Determinism Guarantees
If all of the following are true:
- same FACET document
- same inputs
- same execution mode (Pure)
- same lens registry
Then:
- Canonical JSON MUST be identical
- Hash(canonical_json) MUST be identical
- Downstream behavior MUST be reproducible
This is the foundation for:
- memoization
- snapshot testing
- deterministic agents
Comparison: Canonical vs Ad-hoc JSON
| Property | Ad-hoc JSON | Canonical JSON |
|---|---|---|
| Field order | Unstable | Deterministic |
| Optional fields | Implicit | Explicit |
| Provider leakage | High | None |
| Diff-friendly | No | Yes |
| Cache-safe | No | Yes |
| Replayable | No | Yes |
Design Principle
JSON is not a data format.
JSON is a semantic boundary.
Canonical JSON turns that boundary into something that can be reasoned about, tested, and trusted.
LLVM Analogy (Industry Context)
FACET Canonical JSON plays the same role in AI systems that LLVM IR plays in compilers.

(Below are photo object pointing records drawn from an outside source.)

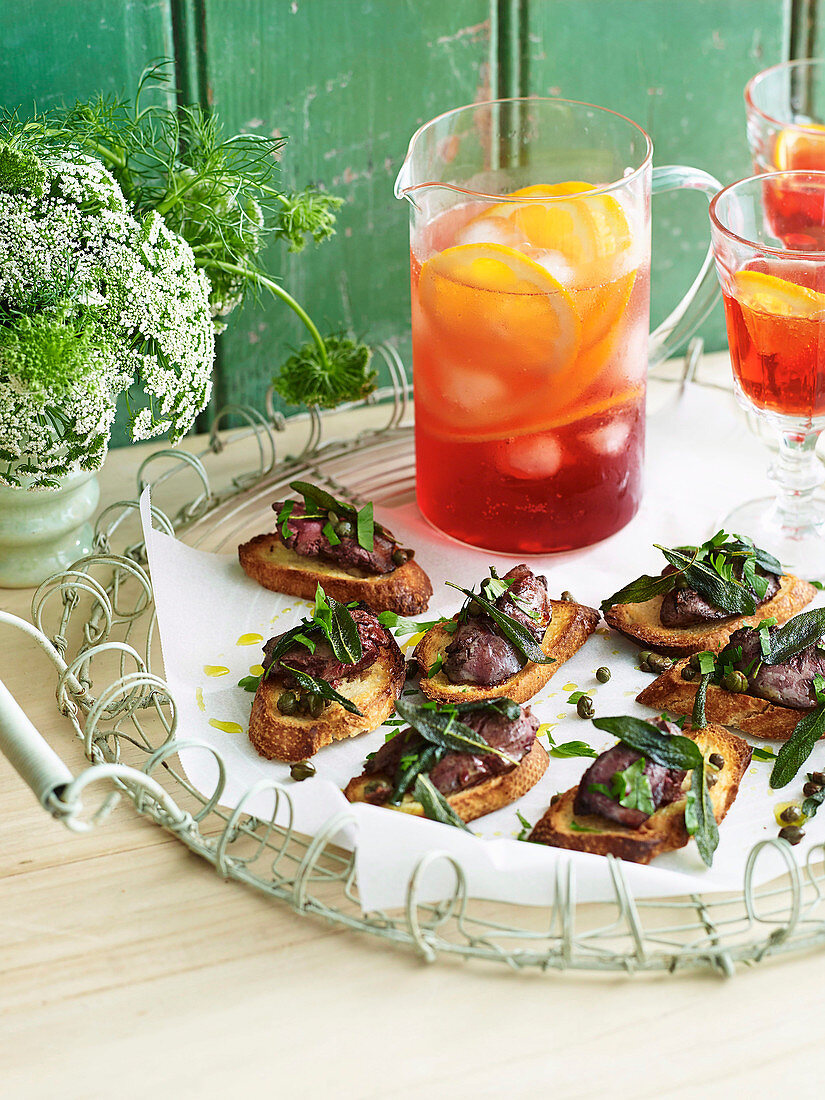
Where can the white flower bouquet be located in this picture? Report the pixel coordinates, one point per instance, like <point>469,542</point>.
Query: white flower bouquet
<point>129,233</point>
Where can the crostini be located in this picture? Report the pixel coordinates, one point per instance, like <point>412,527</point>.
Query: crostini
<point>321,539</point>
<point>648,795</point>
<point>460,761</point>
<point>768,681</point>
<point>507,640</point>
<point>704,594</point>
<point>332,677</point>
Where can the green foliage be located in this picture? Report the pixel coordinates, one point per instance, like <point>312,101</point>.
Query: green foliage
<point>306,378</point>
<point>51,353</point>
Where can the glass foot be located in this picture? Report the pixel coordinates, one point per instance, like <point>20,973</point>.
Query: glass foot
<point>801,549</point>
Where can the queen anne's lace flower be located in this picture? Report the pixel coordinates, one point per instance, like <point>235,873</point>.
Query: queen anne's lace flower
<point>80,274</point>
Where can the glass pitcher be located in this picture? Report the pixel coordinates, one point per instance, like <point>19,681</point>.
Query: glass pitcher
<point>530,285</point>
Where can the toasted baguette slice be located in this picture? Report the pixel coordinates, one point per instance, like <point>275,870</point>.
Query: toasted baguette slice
<point>752,715</point>
<point>294,737</point>
<point>570,627</point>
<point>664,829</point>
<point>475,801</point>
<point>406,591</point>
<point>640,622</point>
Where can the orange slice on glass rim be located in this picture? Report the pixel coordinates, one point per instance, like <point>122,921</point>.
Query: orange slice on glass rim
<point>801,149</point>
<point>777,311</point>
<point>589,233</point>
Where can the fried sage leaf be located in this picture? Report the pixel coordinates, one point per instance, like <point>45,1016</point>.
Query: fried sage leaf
<point>799,747</point>
<point>339,626</point>
<point>798,634</point>
<point>671,750</point>
<point>441,727</point>
<point>699,718</point>
<point>362,519</point>
<point>726,593</point>
<point>435,804</point>
<point>700,821</point>
<point>516,633</point>
<point>641,590</point>
<point>318,686</point>
<point>421,763</point>
<point>501,705</point>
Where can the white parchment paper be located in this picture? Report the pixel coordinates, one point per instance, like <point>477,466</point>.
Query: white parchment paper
<point>702,461</point>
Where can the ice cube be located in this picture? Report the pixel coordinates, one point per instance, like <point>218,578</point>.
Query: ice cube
<point>556,265</point>
<point>530,458</point>
<point>491,231</point>
<point>611,438</point>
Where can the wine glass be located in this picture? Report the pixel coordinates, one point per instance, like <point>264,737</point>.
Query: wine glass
<point>769,243</point>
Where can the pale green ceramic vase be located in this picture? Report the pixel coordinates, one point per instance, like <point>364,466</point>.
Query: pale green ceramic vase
<point>44,530</point>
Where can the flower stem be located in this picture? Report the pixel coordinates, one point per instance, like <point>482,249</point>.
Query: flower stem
<point>279,293</point>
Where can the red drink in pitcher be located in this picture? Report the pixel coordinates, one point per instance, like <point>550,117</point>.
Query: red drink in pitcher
<point>529,329</point>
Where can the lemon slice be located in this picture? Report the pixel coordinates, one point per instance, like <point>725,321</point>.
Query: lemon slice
<point>496,330</point>
<point>589,232</point>
<point>495,304</point>
<point>780,316</point>
<point>768,294</point>
<point>801,149</point>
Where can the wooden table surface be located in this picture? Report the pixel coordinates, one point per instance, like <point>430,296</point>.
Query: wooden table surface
<point>129,968</point>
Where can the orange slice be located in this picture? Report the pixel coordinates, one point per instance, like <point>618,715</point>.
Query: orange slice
<point>496,306</point>
<point>778,314</point>
<point>768,294</point>
<point>590,232</point>
<point>495,329</point>
<point>801,149</point>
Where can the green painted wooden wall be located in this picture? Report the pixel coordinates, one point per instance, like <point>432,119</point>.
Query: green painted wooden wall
<point>349,80</point>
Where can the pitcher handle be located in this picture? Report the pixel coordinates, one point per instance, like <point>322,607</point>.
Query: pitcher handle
<point>694,307</point>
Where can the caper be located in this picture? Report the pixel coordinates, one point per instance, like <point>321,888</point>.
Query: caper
<point>305,769</point>
<point>735,681</point>
<point>791,833</point>
<point>375,787</point>
<point>287,703</point>
<point>584,707</point>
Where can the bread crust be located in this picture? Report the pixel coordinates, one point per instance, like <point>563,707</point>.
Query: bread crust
<point>570,627</point>
<point>664,831</point>
<point>751,715</point>
<point>640,622</point>
<point>475,801</point>
<point>406,591</point>
<point>290,738</point>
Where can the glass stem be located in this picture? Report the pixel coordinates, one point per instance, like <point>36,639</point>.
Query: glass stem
<point>799,474</point>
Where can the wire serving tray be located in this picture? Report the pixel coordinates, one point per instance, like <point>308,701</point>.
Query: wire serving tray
<point>96,622</point>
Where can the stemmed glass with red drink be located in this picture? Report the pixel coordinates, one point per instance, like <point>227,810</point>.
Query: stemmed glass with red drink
<point>768,237</point>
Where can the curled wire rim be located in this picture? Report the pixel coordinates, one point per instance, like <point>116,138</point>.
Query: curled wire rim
<point>691,932</point>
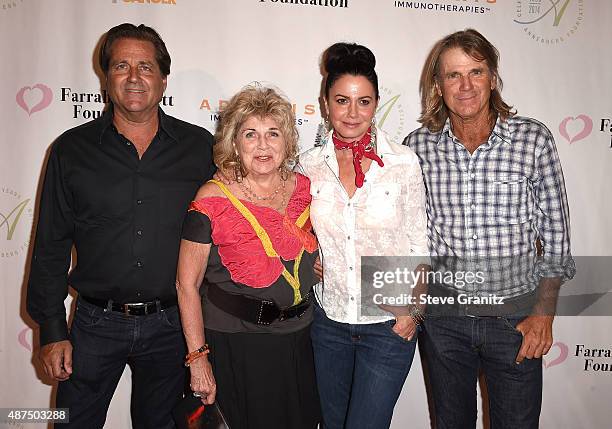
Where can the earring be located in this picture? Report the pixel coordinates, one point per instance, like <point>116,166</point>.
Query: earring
<point>372,144</point>
<point>284,173</point>
<point>322,131</point>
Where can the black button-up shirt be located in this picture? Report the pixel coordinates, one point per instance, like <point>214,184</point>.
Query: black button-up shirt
<point>122,214</point>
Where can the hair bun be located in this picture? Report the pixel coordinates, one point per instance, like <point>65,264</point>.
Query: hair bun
<point>341,57</point>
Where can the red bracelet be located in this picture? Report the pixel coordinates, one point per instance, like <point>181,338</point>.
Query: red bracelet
<point>196,354</point>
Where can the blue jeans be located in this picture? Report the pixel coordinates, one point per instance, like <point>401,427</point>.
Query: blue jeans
<point>456,348</point>
<point>360,371</point>
<point>103,343</point>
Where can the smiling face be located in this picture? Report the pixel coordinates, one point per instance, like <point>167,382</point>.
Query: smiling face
<point>134,80</point>
<point>351,104</point>
<point>465,84</point>
<point>261,146</point>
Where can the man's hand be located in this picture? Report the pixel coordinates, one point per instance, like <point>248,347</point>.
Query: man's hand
<point>57,359</point>
<point>203,382</point>
<point>318,268</point>
<point>404,327</point>
<point>537,337</point>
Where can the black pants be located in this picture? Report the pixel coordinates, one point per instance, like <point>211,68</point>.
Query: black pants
<point>103,343</point>
<point>265,381</point>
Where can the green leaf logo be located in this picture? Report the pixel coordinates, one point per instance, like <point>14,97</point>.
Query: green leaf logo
<point>12,219</point>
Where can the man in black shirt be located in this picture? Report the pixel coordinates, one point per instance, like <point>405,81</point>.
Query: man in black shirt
<point>117,188</point>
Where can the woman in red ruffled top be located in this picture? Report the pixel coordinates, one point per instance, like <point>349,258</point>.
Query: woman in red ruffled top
<point>250,244</point>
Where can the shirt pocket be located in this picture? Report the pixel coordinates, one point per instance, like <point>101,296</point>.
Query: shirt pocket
<point>383,206</point>
<point>509,199</point>
<point>323,199</point>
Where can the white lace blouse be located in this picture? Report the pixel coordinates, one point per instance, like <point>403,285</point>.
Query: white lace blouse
<point>385,217</point>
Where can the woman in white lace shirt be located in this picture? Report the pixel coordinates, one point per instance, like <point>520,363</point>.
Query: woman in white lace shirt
<point>368,199</point>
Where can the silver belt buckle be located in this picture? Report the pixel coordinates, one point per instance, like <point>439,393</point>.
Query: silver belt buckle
<point>126,307</point>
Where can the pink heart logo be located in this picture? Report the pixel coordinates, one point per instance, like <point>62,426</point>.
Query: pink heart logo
<point>563,352</point>
<point>40,101</point>
<point>587,127</point>
<point>23,339</point>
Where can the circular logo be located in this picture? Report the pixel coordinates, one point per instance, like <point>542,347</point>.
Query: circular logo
<point>390,115</point>
<point>549,22</point>
<point>16,213</point>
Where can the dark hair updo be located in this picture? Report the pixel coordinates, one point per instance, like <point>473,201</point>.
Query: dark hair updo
<point>349,58</point>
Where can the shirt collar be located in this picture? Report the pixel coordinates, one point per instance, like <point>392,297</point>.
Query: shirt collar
<point>165,123</point>
<point>383,147</point>
<point>501,131</point>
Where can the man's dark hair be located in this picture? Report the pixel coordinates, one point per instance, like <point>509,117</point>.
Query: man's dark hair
<point>130,31</point>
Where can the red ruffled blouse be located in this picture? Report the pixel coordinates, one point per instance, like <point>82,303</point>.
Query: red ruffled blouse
<point>240,249</point>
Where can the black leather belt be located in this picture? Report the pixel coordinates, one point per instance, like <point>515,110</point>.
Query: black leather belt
<point>131,308</point>
<point>257,311</point>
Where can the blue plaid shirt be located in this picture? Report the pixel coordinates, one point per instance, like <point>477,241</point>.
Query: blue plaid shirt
<point>494,204</point>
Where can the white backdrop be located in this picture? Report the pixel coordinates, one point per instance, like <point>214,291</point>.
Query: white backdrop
<point>555,65</point>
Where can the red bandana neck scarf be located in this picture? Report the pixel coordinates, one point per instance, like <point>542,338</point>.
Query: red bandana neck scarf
<point>360,149</point>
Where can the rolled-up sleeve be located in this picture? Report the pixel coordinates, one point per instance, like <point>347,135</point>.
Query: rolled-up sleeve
<point>48,280</point>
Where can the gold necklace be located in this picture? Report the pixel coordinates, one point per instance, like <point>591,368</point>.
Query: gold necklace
<point>250,194</point>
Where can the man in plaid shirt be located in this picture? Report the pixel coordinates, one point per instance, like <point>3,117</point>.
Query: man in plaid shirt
<point>495,198</point>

| Compiler Stack | FACET Stack |
|---|---|
| Source Code |
.facet document |
| AST | Typed FACET AST |
| LLVM IR | Canonical JSON |
| Target Backend | Provider Adapter (OpenAI / Anthropic / Gemini) |
| Machine Code | Provider Payload |
Key properties shared with LLVM IR:
- Provider-independent representation
- Deterministic and stable shape
- Diffable and inspectable
- Safe target for optimization, caching, and replay
Just as LLVM allows one program to target x86, ARM, or WebAssembly without changing source code,
FACET allows one agent architecture to target multiple LLM providers without changing execution semantics.
This is why Canonical JSON is treated as an Intermediate Representation, not a serialization detail.
Once this layer exists, provider payloads become replaceable implementation details.
Status
This document defines the normative Canonical JSON Model for FACET v2.0 and later.
All compliant implementations MUST follow these rules when producing canonical execution output.